Most organizations still rely on outdated employee surveys and filtered feedback to understand engagement, culture, and reputation. The problem? Those tools rarely reveal what people really think. In this episode of Marketer of the Day, Robert Plank talks with Dean Browell, co-founder of Discover Feedback, and returning guest Rich Salon about how digital ethnography and deep social listening uncover the unprompted conversations that matter most.
Dean explains how anthropologists analyze public online behavior on platforms like TikTok, Reddit, and niche forums, to capture real employee and consumer sentiment at scale. Instead of just checking a survey box, organizations can finally see both the what and the why behind engagement, recruitment, retention, and brand perception.
Rich brings the HR and operations perspective, contrasting opinion surveys and “pencil‑whipped” responses with the raw, candid insights employees share when their boss isn’t watching. Together, they reveal how this approach helps spot emerging risks, surface hidden strengths, and turn lived experiences into tactical changes. If you want to move beyond generic engagement scores and truly understand how your workforce and audiences talk about you online, this episode is your playbook.

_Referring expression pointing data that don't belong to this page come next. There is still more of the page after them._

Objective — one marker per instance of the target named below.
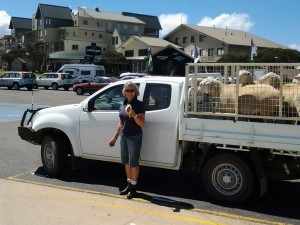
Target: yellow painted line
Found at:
(215, 213)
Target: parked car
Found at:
(18, 79)
(56, 80)
(92, 86)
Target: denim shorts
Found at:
(131, 149)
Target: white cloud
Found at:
(236, 21)
(171, 21)
(4, 23)
(295, 46)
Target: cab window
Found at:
(157, 97)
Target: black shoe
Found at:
(126, 190)
(132, 192)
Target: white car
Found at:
(56, 80)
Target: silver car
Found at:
(55, 80)
(18, 79)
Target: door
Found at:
(159, 146)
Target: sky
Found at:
(275, 20)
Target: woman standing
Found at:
(132, 119)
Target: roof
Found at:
(150, 41)
(112, 16)
(18, 22)
(53, 11)
(229, 36)
(152, 22)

If you’re serious about recruitment, retention, and employer brand in a world where every role has its own subreddit or niche community, this conversation will challenge how you think about listening. You’ll learn how to move beyond outdated survey culture, mirror your employees’ own language back to them, and use real-world behavior as your most valuable data source. If your organization is ready to go beyond “pretty good” engagement scores and build decisions on what employees are actually saying in the wild, Dean and Rich’s approach may be the competitive advantage you’ve been missing.
Quotes:
"When employees don’t trust the anonymity of surveys and fear retaliation for honest feedback, every number leadership sees is filtered—and filtered data leads to flawed decisions."
– Rich Salon
"Digital ethnography is the next big gift HR can give to business, because for the first time we can reliably understand not just what employees feel, but why they feel that way."
– Rich Salon
"Digital ethnography can make you look like you’re predicting the future, but all you’re really doing is finally listening to conversations that have been happening in plain sight the whole time."
– Dean Browell
"Like Jane Goodall, we don’t touch the monkeys; this isn’t about prompting anyone; it’s about quietly watching what people already say when they think no one from corporate is listening."